Vous ne trouverez effectivement pas de producteur d'énergie renouvelable ou de fabricant de technologies propres parmi les dix titres dominants du Fonds Environnement Desjardins. En lieu et place, on y trouve plutôt trois institutions financières, quatre compagnies minières et deux pétrolières, en plus du fabricant des BlackBerry, RIM.

Des noms comme Suncor, qui exploite des sables bitumineux, ou Talisman, active dans le dossier controversé des gaz de schiste au Québec, font bondir M. Tanguay. Barrick Gold, une minière canadienne régulièrement prise pour cible par les militants environnementaux et sociaux, est aussi du lot.

Le débat est loin d'être nouveau dans l'univers des fonds dits «verts» ou «éthiques». Lors du récent déversement du pétrole dans le golfe du Mexique, La Presse Affaires avait relevé que nombre de fonds d'investissement responsable avait misé leurs billes dans BP, ce qui avait soulevé le débat.

Chez Desjardins, on connaît aussi bien ces questions.

«Ça peut surprendre parce qu'il y a effectivement des secteurs qui peuvent présenter des risques environnementaux plus élevés, notamment l'énergie et les ressources naturelles», convient Rosalie Vendette, conseillère en investissement responsable chez Desjardins.

Dans le cas du Fonds Environnement, Mme Vendette explique qu'à part l'armement, le nucléaire et l'industrie du tabac, aucun secteur industriel n'a été exclu d'emblée, ce qui n'empêche pas une stricte sélection des entreprises qui composent le fonds.

«D'abord, on élimine les compagnies que l'on juge non responsables, explique Mme Vendette. Ensuite, on intervient au niveau du dialogue. On approche les compagnies, on leur transmet nos préoccupations environnementales».
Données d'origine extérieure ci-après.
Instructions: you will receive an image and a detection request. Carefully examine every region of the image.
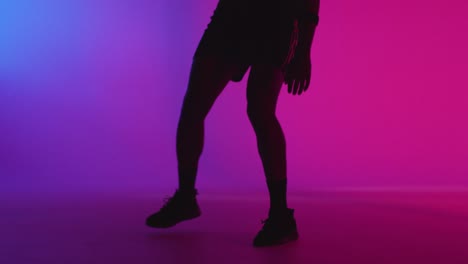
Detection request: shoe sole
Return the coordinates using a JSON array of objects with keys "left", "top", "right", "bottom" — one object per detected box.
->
[{"left": 146, "top": 213, "right": 201, "bottom": 228}]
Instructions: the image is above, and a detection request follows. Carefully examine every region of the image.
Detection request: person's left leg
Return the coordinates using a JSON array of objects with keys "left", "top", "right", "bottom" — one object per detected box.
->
[
  {"left": 247, "top": 64, "right": 287, "bottom": 211},
  {"left": 247, "top": 64, "right": 298, "bottom": 247}
]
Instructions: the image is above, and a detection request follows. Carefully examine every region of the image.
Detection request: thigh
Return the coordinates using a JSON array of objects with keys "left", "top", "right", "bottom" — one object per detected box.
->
[
  {"left": 182, "top": 56, "right": 236, "bottom": 115},
  {"left": 247, "top": 64, "right": 284, "bottom": 113}
]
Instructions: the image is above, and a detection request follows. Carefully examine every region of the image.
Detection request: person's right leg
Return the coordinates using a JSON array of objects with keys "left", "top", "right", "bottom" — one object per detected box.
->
[
  {"left": 146, "top": 56, "right": 238, "bottom": 228},
  {"left": 176, "top": 56, "right": 235, "bottom": 190}
]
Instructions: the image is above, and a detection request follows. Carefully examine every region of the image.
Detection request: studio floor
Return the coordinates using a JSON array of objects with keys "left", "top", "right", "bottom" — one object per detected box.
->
[{"left": 0, "top": 191, "right": 468, "bottom": 264}]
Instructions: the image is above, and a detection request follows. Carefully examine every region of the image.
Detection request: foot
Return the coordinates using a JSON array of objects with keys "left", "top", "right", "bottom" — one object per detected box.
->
[
  {"left": 253, "top": 209, "right": 299, "bottom": 247},
  {"left": 146, "top": 190, "right": 201, "bottom": 228}
]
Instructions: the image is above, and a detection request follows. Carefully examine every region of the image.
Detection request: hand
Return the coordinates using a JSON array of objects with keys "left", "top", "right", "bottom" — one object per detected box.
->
[{"left": 284, "top": 53, "right": 312, "bottom": 95}]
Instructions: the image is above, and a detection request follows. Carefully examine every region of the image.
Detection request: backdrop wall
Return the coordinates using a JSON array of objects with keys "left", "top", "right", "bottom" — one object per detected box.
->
[{"left": 0, "top": 0, "right": 468, "bottom": 192}]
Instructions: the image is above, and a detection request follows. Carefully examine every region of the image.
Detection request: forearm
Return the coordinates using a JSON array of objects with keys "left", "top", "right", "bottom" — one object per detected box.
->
[{"left": 295, "top": 0, "right": 320, "bottom": 54}]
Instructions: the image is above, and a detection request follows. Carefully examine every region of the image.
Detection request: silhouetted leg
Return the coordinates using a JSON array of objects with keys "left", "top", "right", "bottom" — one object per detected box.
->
[
  {"left": 247, "top": 64, "right": 287, "bottom": 212},
  {"left": 176, "top": 56, "right": 235, "bottom": 190}
]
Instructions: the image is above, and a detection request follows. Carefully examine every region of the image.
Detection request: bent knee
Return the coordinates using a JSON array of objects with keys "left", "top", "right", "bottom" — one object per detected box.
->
[{"left": 247, "top": 106, "right": 276, "bottom": 125}]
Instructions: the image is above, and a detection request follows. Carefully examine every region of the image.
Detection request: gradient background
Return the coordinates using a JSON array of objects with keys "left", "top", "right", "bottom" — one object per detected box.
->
[{"left": 0, "top": 0, "right": 468, "bottom": 196}]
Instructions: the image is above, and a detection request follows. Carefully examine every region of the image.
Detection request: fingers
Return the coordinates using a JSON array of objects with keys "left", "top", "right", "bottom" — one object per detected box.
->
[{"left": 288, "top": 78, "right": 310, "bottom": 95}]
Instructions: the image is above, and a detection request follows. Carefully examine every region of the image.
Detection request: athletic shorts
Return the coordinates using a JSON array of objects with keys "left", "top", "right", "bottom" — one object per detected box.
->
[{"left": 194, "top": 0, "right": 298, "bottom": 82}]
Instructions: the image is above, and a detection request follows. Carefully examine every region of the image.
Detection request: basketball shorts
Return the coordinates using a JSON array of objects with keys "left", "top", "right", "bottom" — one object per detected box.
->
[{"left": 194, "top": 0, "right": 299, "bottom": 82}]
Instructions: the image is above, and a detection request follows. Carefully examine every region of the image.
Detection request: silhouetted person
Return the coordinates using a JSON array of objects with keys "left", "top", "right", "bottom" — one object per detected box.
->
[{"left": 146, "top": 0, "right": 319, "bottom": 246}]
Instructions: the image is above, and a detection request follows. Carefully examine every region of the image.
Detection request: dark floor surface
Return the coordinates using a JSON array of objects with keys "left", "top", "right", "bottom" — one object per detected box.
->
[{"left": 0, "top": 192, "right": 468, "bottom": 264}]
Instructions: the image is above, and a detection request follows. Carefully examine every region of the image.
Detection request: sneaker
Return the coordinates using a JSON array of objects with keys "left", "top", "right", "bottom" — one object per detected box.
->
[
  {"left": 253, "top": 209, "right": 299, "bottom": 247},
  {"left": 146, "top": 190, "right": 201, "bottom": 228}
]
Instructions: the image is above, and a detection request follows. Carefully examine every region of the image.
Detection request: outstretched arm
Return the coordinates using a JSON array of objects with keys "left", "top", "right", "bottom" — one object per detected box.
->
[
  {"left": 284, "top": 0, "right": 320, "bottom": 95},
  {"left": 294, "top": 0, "right": 320, "bottom": 55}
]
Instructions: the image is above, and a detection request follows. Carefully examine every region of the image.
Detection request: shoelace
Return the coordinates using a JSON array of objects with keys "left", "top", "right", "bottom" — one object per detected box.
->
[{"left": 161, "top": 196, "right": 174, "bottom": 210}]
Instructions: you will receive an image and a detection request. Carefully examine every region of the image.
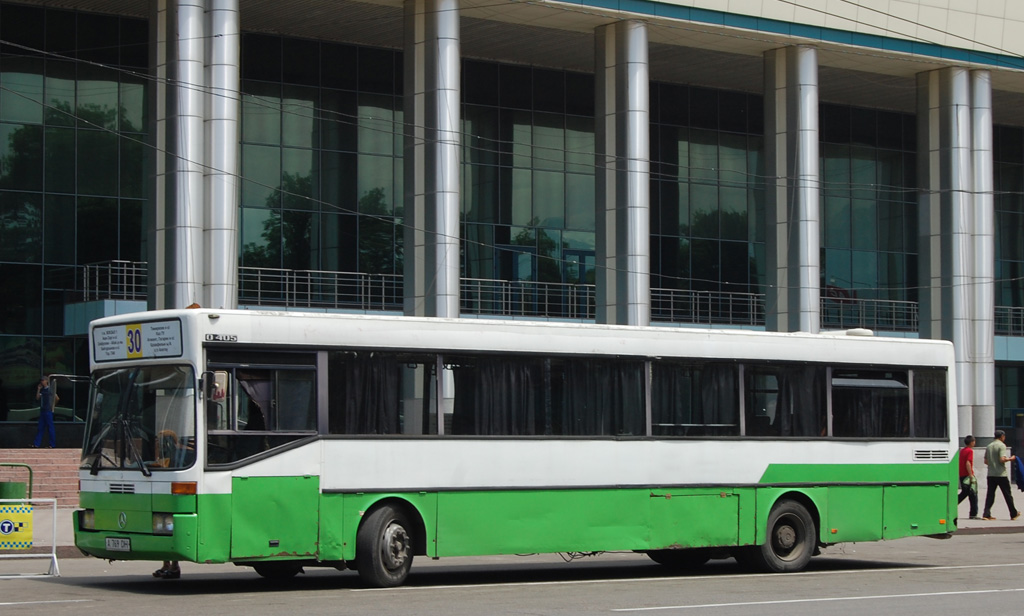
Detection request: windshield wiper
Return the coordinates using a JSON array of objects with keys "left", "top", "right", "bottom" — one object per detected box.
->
[
  {"left": 89, "top": 420, "right": 117, "bottom": 475},
  {"left": 121, "top": 417, "right": 153, "bottom": 477}
]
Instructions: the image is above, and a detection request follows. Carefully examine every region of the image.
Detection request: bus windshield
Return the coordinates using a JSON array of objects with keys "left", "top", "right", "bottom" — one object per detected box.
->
[{"left": 81, "top": 365, "right": 196, "bottom": 476}]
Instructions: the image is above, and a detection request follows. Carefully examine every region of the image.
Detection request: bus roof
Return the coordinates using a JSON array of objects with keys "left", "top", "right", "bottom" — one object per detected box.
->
[{"left": 90, "top": 308, "right": 953, "bottom": 367}]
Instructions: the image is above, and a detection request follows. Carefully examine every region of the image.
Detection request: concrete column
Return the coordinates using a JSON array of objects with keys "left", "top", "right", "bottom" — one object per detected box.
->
[
  {"left": 150, "top": 0, "right": 206, "bottom": 308},
  {"left": 764, "top": 47, "right": 821, "bottom": 333},
  {"left": 202, "top": 0, "right": 241, "bottom": 308},
  {"left": 918, "top": 68, "right": 974, "bottom": 436},
  {"left": 594, "top": 21, "right": 650, "bottom": 325},
  {"left": 403, "top": 0, "right": 461, "bottom": 317},
  {"left": 970, "top": 71, "right": 995, "bottom": 436}
]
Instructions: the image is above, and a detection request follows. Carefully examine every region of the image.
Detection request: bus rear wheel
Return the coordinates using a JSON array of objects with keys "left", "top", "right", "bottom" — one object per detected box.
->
[
  {"left": 741, "top": 499, "right": 817, "bottom": 573},
  {"left": 355, "top": 505, "right": 413, "bottom": 588}
]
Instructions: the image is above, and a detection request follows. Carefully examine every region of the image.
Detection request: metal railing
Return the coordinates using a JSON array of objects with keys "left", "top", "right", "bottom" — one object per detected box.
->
[
  {"left": 82, "top": 261, "right": 148, "bottom": 302},
  {"left": 821, "top": 297, "right": 918, "bottom": 332},
  {"left": 239, "top": 267, "right": 402, "bottom": 310},
  {"left": 61, "top": 261, "right": 1024, "bottom": 337},
  {"left": 650, "top": 289, "right": 765, "bottom": 325},
  {"left": 995, "top": 306, "right": 1024, "bottom": 337},
  {"left": 460, "top": 278, "right": 596, "bottom": 319}
]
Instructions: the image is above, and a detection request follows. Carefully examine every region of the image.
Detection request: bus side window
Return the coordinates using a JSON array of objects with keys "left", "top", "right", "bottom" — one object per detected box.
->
[
  {"left": 831, "top": 369, "right": 910, "bottom": 438},
  {"left": 913, "top": 368, "right": 948, "bottom": 438},
  {"left": 206, "top": 370, "right": 230, "bottom": 430}
]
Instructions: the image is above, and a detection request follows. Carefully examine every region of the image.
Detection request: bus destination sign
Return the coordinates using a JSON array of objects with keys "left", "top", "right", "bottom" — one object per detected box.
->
[{"left": 92, "top": 319, "right": 181, "bottom": 361}]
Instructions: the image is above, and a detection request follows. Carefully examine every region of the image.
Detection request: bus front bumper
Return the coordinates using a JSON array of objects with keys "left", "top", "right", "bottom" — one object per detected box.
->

Desjardins fait affaire avec le gestionnaire Fonds Éthiques pour faire ainsi pression sur les entreprises.

Des exemples? Desjardins affirme avoir incité Barrick Gold à nommer un spécialiste de l'environnement dans son conseil d'administration, et a obtenu que Suncor dévoile sa stratégie d'entreprise advenant qu'un prix sur le carbone soit fixé au Canada.

«On ne croit pas que l'exclusion soit une stratégie qui mène à des changements, dit Mme Vendette. Si on n'entame pas le dialogue, qui fera pression pour changer les pratiques?»

Un argumentaire qui ne convainc qu'à moitié Georges Tanguay, de l'UQAM.

«On dit: ces entreprises sont là pour rester, aussi bien travailler avec elles pour changer leurs pratiques. Sauf que ça revient aussi à jouer leur jeu. Quand on me dit que ces entreprises sont vertes et durables, je prends ça avec un grain de sel.»

M. Tanguay se demande si les investisseurs qui choisissent le Fonds Environnement savent vraiment où vont leurs économies.

«Quand on investit dans un fonds vert, je ne suis pas sûr que l'on attende à cela.»

Desjardins réplique que toute l'information est disponible sur son site web et ses prospectus et qu'elle informe les investisseurs des efforts faits auprès des entreprises.

Paul Lanoie, spécialiste de l'économie de l'environnement à HEC Montréal, juge quant à lui l'approche de Desjardins «légitime».

«J'accepte le fait qu'il y a certains secteurs d'activité plus polluants que d'autres et dont on aurait de la difficulté à se passer. Qu'on investisse dans les entreprises les plus performantes et responsables de ces secteurs, je suis ouvert à ça.»